Section 13 of the Workmen's Compensation Law establishes the duty of an employer to furnish medical treatment and any equipment required for a compensable disability "for such period as the nature of the injury or the process of recovery may require." The employer must provide replacements or repairs *Page 386 for any necessary equipment; and neither replacement nor medical treatment shall "constitute the payment of compensation under section twenty-five-a". Manifestly the last provision was not intended to limit the nature of the liability which may be shifted to the fund. It serves only to define the words "payment of compensation" as they appear in section 25-a, and thus to provide that such expenditures shall not toll the three-year limitation under that statute.

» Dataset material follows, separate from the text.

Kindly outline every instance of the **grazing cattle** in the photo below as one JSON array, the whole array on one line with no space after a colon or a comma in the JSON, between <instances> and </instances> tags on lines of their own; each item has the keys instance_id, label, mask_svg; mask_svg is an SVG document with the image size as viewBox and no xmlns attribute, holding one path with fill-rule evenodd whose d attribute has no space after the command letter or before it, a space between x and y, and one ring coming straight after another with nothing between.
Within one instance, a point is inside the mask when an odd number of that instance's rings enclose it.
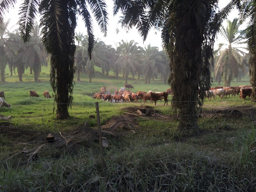
<instances>
[{"instance_id":1,"label":"grazing cattle","mask_svg":"<svg viewBox=\"0 0 256 192\"><path fill-rule=\"evenodd\" d=\"M124 91L126 90L126 89L125 87L121 87L120 88L120 89L119 89L119 94L120 94L120 93L123 93Z\"/></svg>"},{"instance_id":2,"label":"grazing cattle","mask_svg":"<svg viewBox=\"0 0 256 192\"><path fill-rule=\"evenodd\" d=\"M46 98L47 99L48 99L49 98L52 98L52 97L50 95L50 94L48 91L44 91L44 98Z\"/></svg>"},{"instance_id":3,"label":"grazing cattle","mask_svg":"<svg viewBox=\"0 0 256 192\"><path fill-rule=\"evenodd\" d=\"M155 102L155 106L156 104L157 100L162 100L163 99L164 99L164 105L165 105L165 103L166 103L166 105L167 105L168 104L168 100L167 99L168 94L166 92L163 92L160 93L151 92L149 94L152 100Z\"/></svg>"},{"instance_id":4,"label":"grazing cattle","mask_svg":"<svg viewBox=\"0 0 256 192\"><path fill-rule=\"evenodd\" d=\"M0 97L0 108L2 107L6 107L8 108L12 108L10 104L5 101L2 98Z\"/></svg>"},{"instance_id":5,"label":"grazing cattle","mask_svg":"<svg viewBox=\"0 0 256 192\"><path fill-rule=\"evenodd\" d=\"M240 90L241 88L239 87L239 86L238 86L236 87L236 88L234 89L235 90L235 94L238 95L240 92Z\"/></svg>"},{"instance_id":6,"label":"grazing cattle","mask_svg":"<svg viewBox=\"0 0 256 192\"><path fill-rule=\"evenodd\" d=\"M167 89L167 90L166 90L166 93L167 93L168 95L173 95L173 94L172 94L172 89L171 88Z\"/></svg>"},{"instance_id":7,"label":"grazing cattle","mask_svg":"<svg viewBox=\"0 0 256 192\"><path fill-rule=\"evenodd\" d=\"M3 91L0 91L0 97L4 98L5 99L5 96L4 96L4 92Z\"/></svg>"},{"instance_id":8,"label":"grazing cattle","mask_svg":"<svg viewBox=\"0 0 256 192\"><path fill-rule=\"evenodd\" d=\"M119 102L120 101L122 101L123 99L122 95L116 94L113 96L113 99L115 100L115 102Z\"/></svg>"},{"instance_id":9,"label":"grazing cattle","mask_svg":"<svg viewBox=\"0 0 256 192\"><path fill-rule=\"evenodd\" d=\"M217 95L218 95L220 97L220 98L223 98L224 95L225 94L225 90L224 89L217 89L212 90L214 94L214 98L216 98Z\"/></svg>"},{"instance_id":10,"label":"grazing cattle","mask_svg":"<svg viewBox=\"0 0 256 192\"><path fill-rule=\"evenodd\" d=\"M130 84L124 84L124 87L126 88L129 88L131 89L134 89L133 86Z\"/></svg>"},{"instance_id":11,"label":"grazing cattle","mask_svg":"<svg viewBox=\"0 0 256 192\"><path fill-rule=\"evenodd\" d=\"M230 96L231 94L232 97L233 97L233 95L235 97L235 92L236 90L233 89L225 89L225 94L224 96L226 96L226 98L227 98L227 96L228 95L228 97Z\"/></svg>"},{"instance_id":12,"label":"grazing cattle","mask_svg":"<svg viewBox=\"0 0 256 192\"><path fill-rule=\"evenodd\" d=\"M150 97L150 95L149 93L139 93L138 95L144 101L144 103L147 102L147 100L149 101L151 100L151 98Z\"/></svg>"},{"instance_id":13,"label":"grazing cattle","mask_svg":"<svg viewBox=\"0 0 256 192\"><path fill-rule=\"evenodd\" d=\"M107 100L108 100L108 101L110 101L112 102L112 98L111 97L111 95L110 94L103 95L102 98L104 99L104 101L106 101Z\"/></svg>"},{"instance_id":14,"label":"grazing cattle","mask_svg":"<svg viewBox=\"0 0 256 192\"><path fill-rule=\"evenodd\" d=\"M132 93L133 93L130 90L126 90L124 92L124 94L132 94Z\"/></svg>"},{"instance_id":15,"label":"grazing cattle","mask_svg":"<svg viewBox=\"0 0 256 192\"><path fill-rule=\"evenodd\" d=\"M214 87L214 89L223 89L223 87L222 87L221 86L218 86L217 87Z\"/></svg>"},{"instance_id":16,"label":"grazing cattle","mask_svg":"<svg viewBox=\"0 0 256 192\"><path fill-rule=\"evenodd\" d=\"M97 93L94 94L94 95L93 96L93 97L92 97L92 98L93 98L94 99L96 99L96 98L97 98L97 95L98 94L98 93Z\"/></svg>"},{"instance_id":17,"label":"grazing cattle","mask_svg":"<svg viewBox=\"0 0 256 192\"><path fill-rule=\"evenodd\" d=\"M129 101L129 102L131 102L132 96L130 94L123 94L122 96L124 98L124 100L125 100L126 102Z\"/></svg>"},{"instance_id":18,"label":"grazing cattle","mask_svg":"<svg viewBox=\"0 0 256 192\"><path fill-rule=\"evenodd\" d=\"M97 94L96 98L98 100L102 99L102 94Z\"/></svg>"},{"instance_id":19,"label":"grazing cattle","mask_svg":"<svg viewBox=\"0 0 256 192\"><path fill-rule=\"evenodd\" d=\"M39 96L36 93L36 91L29 91L29 96L31 97L39 97ZM28 93L28 92L27 92Z\"/></svg>"},{"instance_id":20,"label":"grazing cattle","mask_svg":"<svg viewBox=\"0 0 256 192\"><path fill-rule=\"evenodd\" d=\"M250 99L250 97L252 94L252 89L250 88L245 88L241 90L240 92L240 99L242 98L244 100L245 99L246 96L248 96Z\"/></svg>"},{"instance_id":21,"label":"grazing cattle","mask_svg":"<svg viewBox=\"0 0 256 192\"><path fill-rule=\"evenodd\" d=\"M213 91L210 90L209 91L205 91L205 96L204 96L204 101L205 101L205 98L207 97L209 99L209 100L210 101L212 99L212 97L213 97L215 100L215 97L214 96L214 93Z\"/></svg>"},{"instance_id":22,"label":"grazing cattle","mask_svg":"<svg viewBox=\"0 0 256 192\"><path fill-rule=\"evenodd\" d=\"M138 103L138 100L139 99L139 96L137 94L132 94L131 95L131 100L133 102L134 100Z\"/></svg>"}]
</instances>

The duty to furnish any necessary medical treatment, as well as the duty to replace orthopedic shoes, is derived from section 13. To hold that satisfaction of those duties cannot be imposed upon the fund would reduce its function to negligible importance. There is nothing in either statute to indicate that the potential liability of the fund is to depend upon the relative probability of the claimant's future need (Matter of Becker v. Marcy StateHosp., 264 App. Div. 643). The sole criterion under section 25-a is the passage of time. In this case seven years had elapsed since claimant's accident and three years had elapsed since the last payment of compensation. The award should have been against the Fund for Reopened Cases.

The order of the Appellate Division should be reversed, and the award of the Workmen's Compensation Board annulled, with costs in this court and in the Appellate Division, and the matter remitted to the board for further proceedings in accordance with this opinion.